Unity Software (U -3.72%) has been an absolute mess. There's of course the bear market that has sunk Unity's stock over 80% from all-time highs, but that's just the beginning. Earlier this year, the 3D content creation platform was reporting issues with its Unity Monetization segment, the tool video game developers use to earn revenue from their creations. To help accelerate its efforts to right the ship, Unity proposed an acquisition of ironSource (IS). Then, industry peer AppLovin (APP -3.33%) tried to tempt Unity shareholders with its own acquisition offer if Unity abandoned the deal with ironSource. Needless to say, it was a whirlwind summer.  

The result? Unity stock started to mount a rally, only to be sent back to the basement again. Shares are back near all-time lows as of this writing. Is it time to start buying again?

Where Unity stands right now

For the record, though AppLovin was offering Unity shareholders an all-stock deal (worth nearly $59 a share at the time it was announced, a more than 80% premium to where Unity trades as of this writing), I'm not upset that Unity rejected the offer. AppLovin is facing its own slowdown in growth and also has profitability issues it needs to work on. Plus, AppLovin also owns some video game studios. Unity does not, which keeps its interests aligned with the content creators who subscribe to its platform. A Unity-plus-AppLovin tie-up would have decreased Unity's appeal as a trusted non-competing partner for game studios.

It was worth a shot for AppLovin. For Unity, though, continuing on with its bid for ironSource still gets it an app monetization tool to strengthen its own core offering. And Unity could use the help. Through the first half of 2022, revenue was $617 million (a 21% increase from the same period in 2021), and free cash flow was $28 million (or $3 million when including cash paid for acquisitions). As for ironSource, revenue was $372 million in the first half of this year (up 46% year over year), and free cash flow was negative $35 million. Notably, ironSource completed its own $400 million acquisition of mobile app monetization company TapJoy in January, accounting for much of ironSource's growth this year.

Shareholders are set to vote on the merger between Unity and ironSource on Oct. 7.  

A match made in game-making heaven?

Together, Unity and ironSource won't appease Wall Street's desire to see robust profitability -- at least, not yet. By 2024, though, Unity has said the combined 3D content creation and app monetization business would be generating $1 billion a year in adjusted earnings before interest, taxes, depreciation, and amortization (EBITDA). Granted, EBITDA is not as good a profitability metric as free cash flow (in my opinion). But it does give an idea of the potential adding ironSource into the mix will give Unity.

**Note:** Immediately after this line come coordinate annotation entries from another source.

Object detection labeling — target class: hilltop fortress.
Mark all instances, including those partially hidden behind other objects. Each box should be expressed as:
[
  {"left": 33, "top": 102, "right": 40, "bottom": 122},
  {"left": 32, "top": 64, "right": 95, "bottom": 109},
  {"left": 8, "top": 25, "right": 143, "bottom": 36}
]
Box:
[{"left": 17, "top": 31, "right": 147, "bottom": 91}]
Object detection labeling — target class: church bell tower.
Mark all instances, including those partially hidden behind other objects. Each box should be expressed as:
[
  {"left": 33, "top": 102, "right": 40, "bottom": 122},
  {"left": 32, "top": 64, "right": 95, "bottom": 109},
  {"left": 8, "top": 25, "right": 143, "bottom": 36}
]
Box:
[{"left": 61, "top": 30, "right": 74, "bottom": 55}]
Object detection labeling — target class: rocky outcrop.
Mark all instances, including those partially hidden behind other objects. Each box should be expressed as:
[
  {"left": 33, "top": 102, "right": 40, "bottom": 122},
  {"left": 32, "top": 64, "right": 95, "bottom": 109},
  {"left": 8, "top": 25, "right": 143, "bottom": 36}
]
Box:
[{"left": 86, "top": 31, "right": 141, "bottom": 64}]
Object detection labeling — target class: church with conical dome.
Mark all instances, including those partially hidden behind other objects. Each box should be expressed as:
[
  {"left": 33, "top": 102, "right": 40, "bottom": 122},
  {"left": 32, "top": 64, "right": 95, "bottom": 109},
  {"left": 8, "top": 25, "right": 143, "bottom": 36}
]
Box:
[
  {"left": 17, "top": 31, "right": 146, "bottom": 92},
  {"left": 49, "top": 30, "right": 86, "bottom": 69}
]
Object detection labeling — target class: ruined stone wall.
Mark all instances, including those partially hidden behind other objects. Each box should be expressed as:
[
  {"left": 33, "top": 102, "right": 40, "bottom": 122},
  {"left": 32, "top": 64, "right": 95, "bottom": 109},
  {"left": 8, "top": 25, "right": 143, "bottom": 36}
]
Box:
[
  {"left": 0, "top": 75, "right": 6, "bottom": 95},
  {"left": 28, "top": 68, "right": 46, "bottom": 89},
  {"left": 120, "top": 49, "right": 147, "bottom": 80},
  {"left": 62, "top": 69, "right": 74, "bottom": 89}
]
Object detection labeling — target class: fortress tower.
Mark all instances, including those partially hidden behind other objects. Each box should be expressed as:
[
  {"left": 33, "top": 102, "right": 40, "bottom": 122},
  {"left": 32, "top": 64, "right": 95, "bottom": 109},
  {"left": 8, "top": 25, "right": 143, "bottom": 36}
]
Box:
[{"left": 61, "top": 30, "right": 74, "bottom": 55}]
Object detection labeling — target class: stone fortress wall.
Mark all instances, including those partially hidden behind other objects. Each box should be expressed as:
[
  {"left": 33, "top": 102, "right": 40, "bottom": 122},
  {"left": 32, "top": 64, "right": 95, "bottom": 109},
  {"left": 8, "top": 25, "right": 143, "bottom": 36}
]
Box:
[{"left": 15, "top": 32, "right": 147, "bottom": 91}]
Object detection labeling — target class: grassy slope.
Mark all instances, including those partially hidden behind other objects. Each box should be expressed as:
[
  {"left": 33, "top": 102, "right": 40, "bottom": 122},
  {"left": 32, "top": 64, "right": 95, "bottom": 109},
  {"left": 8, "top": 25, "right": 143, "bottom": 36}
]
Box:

Trailing-12-month EBITDA (on an unadjusted basis) for the two independent businesses currently sits at negative $395 million (positive $120 million from ironSource, negative $515 million from Unity).

If the projection can be believed, Unity could be a real steal right now. On a pro forma basis, Unity and ironSource together currently have an enterprise value of $12.6 billion. Should Unity's acquisition get approval, that means the two businesses currently trade for less than 13 times enterprise value to their projected 2024 adjusted EBITDA.  

A lot could go wrong between now and 2024, but a lot could go right, too. This past year has been a particularly turbulent one for growth stocks in general, but especially for the app advertising industry as it wades through Apple's application transparency changes that allow users to opt out from the tracking protocols developers have been using to monetize their work. 

Nevertheless, given all the moving pieces in this deal, I'd still file this away in the high-risk, high-reward bucket. I believe Unity stock is a buy at this juncture. But I also expect there to be plenty of bumps in the road for this cloud software business, as well as a decent chance things just don't pan out as the company plans -- or that the merger doesn't lead to robust shareholder returns from this point on. If you're in the market for a (small) position in a company like this, I think it's time to start picking up a few leftover crumbs from this mess.